The poem begins and ends with the woman calling, so we're going to go ahead and argue that the idea of calling is pretty darn important in the poem. Note that the speaker is specific—the woman isn't simply "speaking" or perhaps "asking" for the speaker. The "call," unlike these others ways of speaking, connotes some urgency, desperation, or maybe even fear or need—as in "a call for help." This ghost, whether she's real or just a figment of the speaker's imagination, is an agitated ghost. She's constantly demanding something from the speaker (even if we don't know what that something is).
- Lines 1-4 : The speaker imagines that the woman is calling to him, and in her call, she explains that she's changed.
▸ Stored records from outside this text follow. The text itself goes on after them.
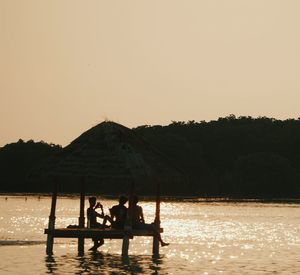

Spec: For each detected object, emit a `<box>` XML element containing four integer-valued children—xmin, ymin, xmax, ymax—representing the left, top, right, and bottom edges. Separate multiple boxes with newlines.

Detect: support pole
<box><xmin>152</xmin><ymin>182</ymin><xmax>160</xmax><ymax>257</ymax></box>
<box><xmin>46</xmin><ymin>180</ymin><xmax>57</xmax><ymax>255</ymax></box>
<box><xmin>78</xmin><ymin>178</ymin><xmax>85</xmax><ymax>254</ymax></box>
<box><xmin>122</xmin><ymin>182</ymin><xmax>134</xmax><ymax>256</ymax></box>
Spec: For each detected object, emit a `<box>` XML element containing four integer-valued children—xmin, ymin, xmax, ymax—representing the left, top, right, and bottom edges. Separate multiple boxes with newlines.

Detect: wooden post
<box><xmin>152</xmin><ymin>182</ymin><xmax>160</xmax><ymax>257</ymax></box>
<box><xmin>46</xmin><ymin>180</ymin><xmax>57</xmax><ymax>255</ymax></box>
<box><xmin>122</xmin><ymin>182</ymin><xmax>134</xmax><ymax>256</ymax></box>
<box><xmin>78</xmin><ymin>178</ymin><xmax>85</xmax><ymax>254</ymax></box>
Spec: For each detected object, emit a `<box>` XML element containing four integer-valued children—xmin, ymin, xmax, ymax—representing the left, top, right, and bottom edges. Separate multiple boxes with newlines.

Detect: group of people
<box><xmin>87</xmin><ymin>196</ymin><xmax>169</xmax><ymax>251</ymax></box>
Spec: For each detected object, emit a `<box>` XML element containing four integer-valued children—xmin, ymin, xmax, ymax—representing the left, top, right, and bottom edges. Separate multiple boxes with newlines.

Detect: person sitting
<box><xmin>132</xmin><ymin>196</ymin><xmax>169</xmax><ymax>246</ymax></box>
<box><xmin>87</xmin><ymin>197</ymin><xmax>107</xmax><ymax>251</ymax></box>
<box><xmin>110</xmin><ymin>196</ymin><xmax>128</xmax><ymax>229</ymax></box>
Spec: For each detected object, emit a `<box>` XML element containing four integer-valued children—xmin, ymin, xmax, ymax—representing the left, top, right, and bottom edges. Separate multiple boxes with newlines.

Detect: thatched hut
<box><xmin>41</xmin><ymin>122</ymin><xmax>185</xmax><ymax>255</ymax></box>
<box><xmin>31</xmin><ymin>121</ymin><xmax>186</xmax><ymax>195</ymax></box>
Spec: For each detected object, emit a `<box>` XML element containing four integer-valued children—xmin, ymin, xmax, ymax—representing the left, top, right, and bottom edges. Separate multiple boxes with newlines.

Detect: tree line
<box><xmin>0</xmin><ymin>115</ymin><xmax>300</xmax><ymax>198</ymax></box>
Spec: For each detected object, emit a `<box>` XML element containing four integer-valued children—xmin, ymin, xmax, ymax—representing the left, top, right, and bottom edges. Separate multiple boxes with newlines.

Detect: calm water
<box><xmin>0</xmin><ymin>196</ymin><xmax>300</xmax><ymax>274</ymax></box>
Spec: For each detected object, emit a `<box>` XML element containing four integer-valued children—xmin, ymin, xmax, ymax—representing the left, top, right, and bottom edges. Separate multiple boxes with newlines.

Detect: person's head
<box><xmin>89</xmin><ymin>197</ymin><xmax>97</xmax><ymax>207</ymax></box>
<box><xmin>132</xmin><ymin>195</ymin><xmax>139</xmax><ymax>205</ymax></box>
<box><xmin>119</xmin><ymin>196</ymin><xmax>128</xmax><ymax>205</ymax></box>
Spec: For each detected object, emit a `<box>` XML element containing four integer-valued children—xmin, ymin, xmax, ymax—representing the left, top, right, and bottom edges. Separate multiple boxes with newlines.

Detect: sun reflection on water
<box><xmin>0</xmin><ymin>197</ymin><xmax>300</xmax><ymax>274</ymax></box>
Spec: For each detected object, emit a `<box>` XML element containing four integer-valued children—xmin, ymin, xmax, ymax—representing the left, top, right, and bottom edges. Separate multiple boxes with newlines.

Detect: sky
<box><xmin>0</xmin><ymin>0</ymin><xmax>300</xmax><ymax>146</ymax></box>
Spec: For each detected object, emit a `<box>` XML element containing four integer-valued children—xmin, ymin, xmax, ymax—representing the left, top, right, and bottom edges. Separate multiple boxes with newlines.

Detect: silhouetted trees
<box><xmin>0</xmin><ymin>115</ymin><xmax>300</xmax><ymax>198</ymax></box>
<box><xmin>135</xmin><ymin>115</ymin><xmax>300</xmax><ymax>197</ymax></box>
<box><xmin>0</xmin><ymin>139</ymin><xmax>61</xmax><ymax>192</ymax></box>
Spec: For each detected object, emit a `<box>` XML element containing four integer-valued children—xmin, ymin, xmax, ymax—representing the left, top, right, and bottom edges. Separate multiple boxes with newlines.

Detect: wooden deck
<box><xmin>44</xmin><ymin>228</ymin><xmax>163</xmax><ymax>239</ymax></box>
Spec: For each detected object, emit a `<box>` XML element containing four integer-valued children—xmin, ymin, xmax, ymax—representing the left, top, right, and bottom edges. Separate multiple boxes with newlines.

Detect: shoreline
<box><xmin>0</xmin><ymin>192</ymin><xmax>300</xmax><ymax>204</ymax></box>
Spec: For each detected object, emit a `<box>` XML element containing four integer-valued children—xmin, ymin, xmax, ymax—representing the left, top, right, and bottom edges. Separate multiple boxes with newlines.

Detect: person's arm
<box><xmin>139</xmin><ymin>206</ymin><xmax>145</xmax><ymax>223</ymax></box>
<box><xmin>94</xmin><ymin>202</ymin><xmax>104</xmax><ymax>219</ymax></box>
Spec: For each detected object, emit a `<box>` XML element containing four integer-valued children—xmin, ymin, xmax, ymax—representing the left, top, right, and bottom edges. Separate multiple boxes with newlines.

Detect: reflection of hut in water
<box><xmin>38</xmin><ymin>122</ymin><xmax>185</xmax><ymax>254</ymax></box>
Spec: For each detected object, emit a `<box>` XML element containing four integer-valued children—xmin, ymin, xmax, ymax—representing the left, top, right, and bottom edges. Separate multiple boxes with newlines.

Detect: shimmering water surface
<box><xmin>0</xmin><ymin>196</ymin><xmax>300</xmax><ymax>274</ymax></box>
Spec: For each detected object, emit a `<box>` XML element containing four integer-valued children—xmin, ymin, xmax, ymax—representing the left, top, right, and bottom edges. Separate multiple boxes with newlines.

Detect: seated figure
<box><xmin>132</xmin><ymin>196</ymin><xmax>169</xmax><ymax>246</ymax></box>
<box><xmin>110</xmin><ymin>196</ymin><xmax>128</xmax><ymax>229</ymax></box>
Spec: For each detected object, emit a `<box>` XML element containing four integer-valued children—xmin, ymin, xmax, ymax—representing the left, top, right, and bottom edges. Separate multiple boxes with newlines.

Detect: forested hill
<box><xmin>0</xmin><ymin>139</ymin><xmax>62</xmax><ymax>192</ymax></box>
<box><xmin>135</xmin><ymin>115</ymin><xmax>300</xmax><ymax>198</ymax></box>
<box><xmin>0</xmin><ymin>115</ymin><xmax>300</xmax><ymax>198</ymax></box>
In the present, she's reverted to the woman of the distant (not the recent) past. This stanza seems desperate to us, because the ghost is expressing a desire to return to an impossible time. (Or is the speaker expressing this? Hmm. Food for thought…)
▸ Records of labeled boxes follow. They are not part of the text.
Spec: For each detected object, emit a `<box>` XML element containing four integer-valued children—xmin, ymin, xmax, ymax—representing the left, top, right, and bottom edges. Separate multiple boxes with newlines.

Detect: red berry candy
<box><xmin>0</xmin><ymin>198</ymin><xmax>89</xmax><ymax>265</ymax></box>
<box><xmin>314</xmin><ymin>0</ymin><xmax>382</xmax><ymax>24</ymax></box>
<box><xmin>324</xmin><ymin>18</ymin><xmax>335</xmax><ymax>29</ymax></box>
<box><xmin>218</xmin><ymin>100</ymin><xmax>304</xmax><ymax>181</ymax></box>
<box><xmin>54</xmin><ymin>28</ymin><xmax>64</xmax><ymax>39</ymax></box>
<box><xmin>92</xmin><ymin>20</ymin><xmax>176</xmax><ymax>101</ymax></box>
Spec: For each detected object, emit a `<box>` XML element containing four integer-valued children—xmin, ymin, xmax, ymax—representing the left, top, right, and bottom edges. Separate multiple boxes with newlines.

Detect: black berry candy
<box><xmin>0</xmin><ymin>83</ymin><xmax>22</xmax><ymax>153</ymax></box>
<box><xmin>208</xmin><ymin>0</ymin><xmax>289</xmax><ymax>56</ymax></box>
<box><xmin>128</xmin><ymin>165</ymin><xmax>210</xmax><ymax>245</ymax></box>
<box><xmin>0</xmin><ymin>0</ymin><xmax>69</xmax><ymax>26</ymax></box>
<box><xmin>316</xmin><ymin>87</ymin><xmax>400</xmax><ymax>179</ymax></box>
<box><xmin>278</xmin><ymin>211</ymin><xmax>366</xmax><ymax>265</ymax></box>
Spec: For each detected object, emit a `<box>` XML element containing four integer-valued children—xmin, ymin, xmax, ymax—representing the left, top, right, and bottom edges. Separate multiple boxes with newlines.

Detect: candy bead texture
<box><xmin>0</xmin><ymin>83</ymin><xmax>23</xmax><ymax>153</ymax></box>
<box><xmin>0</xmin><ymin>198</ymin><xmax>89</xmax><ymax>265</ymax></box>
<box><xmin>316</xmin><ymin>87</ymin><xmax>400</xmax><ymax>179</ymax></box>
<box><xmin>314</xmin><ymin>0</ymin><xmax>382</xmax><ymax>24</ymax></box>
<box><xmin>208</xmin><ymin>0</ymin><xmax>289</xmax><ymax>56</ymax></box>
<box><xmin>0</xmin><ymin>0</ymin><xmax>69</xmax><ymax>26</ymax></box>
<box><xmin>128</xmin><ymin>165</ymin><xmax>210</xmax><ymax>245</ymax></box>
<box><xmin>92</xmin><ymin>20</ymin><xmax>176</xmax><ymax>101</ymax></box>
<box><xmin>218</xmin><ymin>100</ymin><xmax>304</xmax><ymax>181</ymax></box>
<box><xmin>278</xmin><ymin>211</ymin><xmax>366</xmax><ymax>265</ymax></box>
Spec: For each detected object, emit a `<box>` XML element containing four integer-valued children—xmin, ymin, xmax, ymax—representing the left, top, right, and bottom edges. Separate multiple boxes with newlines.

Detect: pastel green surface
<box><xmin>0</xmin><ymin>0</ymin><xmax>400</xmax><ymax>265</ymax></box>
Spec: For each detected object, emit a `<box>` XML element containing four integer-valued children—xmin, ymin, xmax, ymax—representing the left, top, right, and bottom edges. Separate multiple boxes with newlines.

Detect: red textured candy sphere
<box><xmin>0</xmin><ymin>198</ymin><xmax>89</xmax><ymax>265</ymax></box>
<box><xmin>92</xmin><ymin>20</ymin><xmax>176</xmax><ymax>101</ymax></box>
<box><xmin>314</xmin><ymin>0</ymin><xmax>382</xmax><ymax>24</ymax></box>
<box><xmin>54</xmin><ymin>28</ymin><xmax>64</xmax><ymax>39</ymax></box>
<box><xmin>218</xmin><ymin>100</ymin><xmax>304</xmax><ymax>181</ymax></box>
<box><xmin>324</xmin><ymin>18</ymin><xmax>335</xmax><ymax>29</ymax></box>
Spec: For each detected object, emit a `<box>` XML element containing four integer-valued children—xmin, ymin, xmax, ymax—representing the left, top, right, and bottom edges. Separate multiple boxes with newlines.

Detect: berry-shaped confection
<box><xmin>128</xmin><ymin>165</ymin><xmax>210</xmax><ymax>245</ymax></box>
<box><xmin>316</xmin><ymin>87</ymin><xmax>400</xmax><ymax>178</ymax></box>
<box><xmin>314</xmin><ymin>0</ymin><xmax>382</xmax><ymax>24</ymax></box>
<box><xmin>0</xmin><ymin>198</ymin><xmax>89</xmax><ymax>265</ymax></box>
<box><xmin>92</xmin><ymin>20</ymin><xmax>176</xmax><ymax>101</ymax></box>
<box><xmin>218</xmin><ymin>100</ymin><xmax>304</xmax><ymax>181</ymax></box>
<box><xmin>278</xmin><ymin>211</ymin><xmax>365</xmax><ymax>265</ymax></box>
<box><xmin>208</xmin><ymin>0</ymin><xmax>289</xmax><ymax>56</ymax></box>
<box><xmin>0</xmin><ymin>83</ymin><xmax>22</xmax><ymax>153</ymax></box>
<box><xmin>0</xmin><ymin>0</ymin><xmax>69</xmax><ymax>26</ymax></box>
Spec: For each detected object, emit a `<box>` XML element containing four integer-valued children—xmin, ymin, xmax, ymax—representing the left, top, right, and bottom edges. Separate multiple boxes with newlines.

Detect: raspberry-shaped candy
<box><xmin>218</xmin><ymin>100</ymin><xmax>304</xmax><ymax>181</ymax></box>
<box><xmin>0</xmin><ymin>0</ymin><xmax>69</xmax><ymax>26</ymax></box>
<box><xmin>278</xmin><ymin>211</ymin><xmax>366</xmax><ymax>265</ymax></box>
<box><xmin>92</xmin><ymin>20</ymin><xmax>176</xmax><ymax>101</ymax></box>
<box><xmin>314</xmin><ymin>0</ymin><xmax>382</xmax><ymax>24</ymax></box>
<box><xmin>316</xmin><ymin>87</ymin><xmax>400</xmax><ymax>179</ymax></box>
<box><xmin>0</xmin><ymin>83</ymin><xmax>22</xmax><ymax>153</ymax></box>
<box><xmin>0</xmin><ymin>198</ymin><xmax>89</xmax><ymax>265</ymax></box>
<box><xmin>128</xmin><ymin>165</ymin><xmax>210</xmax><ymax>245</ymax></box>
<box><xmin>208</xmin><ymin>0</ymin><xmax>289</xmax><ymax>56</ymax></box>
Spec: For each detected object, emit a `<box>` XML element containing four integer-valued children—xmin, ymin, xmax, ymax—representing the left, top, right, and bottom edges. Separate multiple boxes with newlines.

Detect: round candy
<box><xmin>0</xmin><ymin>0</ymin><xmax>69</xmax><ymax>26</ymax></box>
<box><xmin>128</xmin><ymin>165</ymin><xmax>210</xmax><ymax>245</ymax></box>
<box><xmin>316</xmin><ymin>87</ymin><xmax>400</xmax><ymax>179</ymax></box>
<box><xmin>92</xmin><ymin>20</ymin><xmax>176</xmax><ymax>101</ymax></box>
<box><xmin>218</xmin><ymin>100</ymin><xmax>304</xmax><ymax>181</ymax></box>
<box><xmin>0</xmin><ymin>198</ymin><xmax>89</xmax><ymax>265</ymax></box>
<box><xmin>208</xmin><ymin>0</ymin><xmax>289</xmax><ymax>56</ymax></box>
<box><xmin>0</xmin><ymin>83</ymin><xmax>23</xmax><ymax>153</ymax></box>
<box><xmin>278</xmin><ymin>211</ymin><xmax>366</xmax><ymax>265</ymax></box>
- Line 5: The speaker isn't sure if he's actually hearing the woman's call. He asks her to appear. (She doesn't.)
- Lines 9-12: The speaker asks if he's actually hearing the wind, not the voice of a dead woman. He seems more sensible here.
- Lines 13-16: The poem ends with both the sounds of the wind and the sound of "the woman calling." The speaker refuses to choose between the two, to decide whether the voice is real or imagined out of desperation.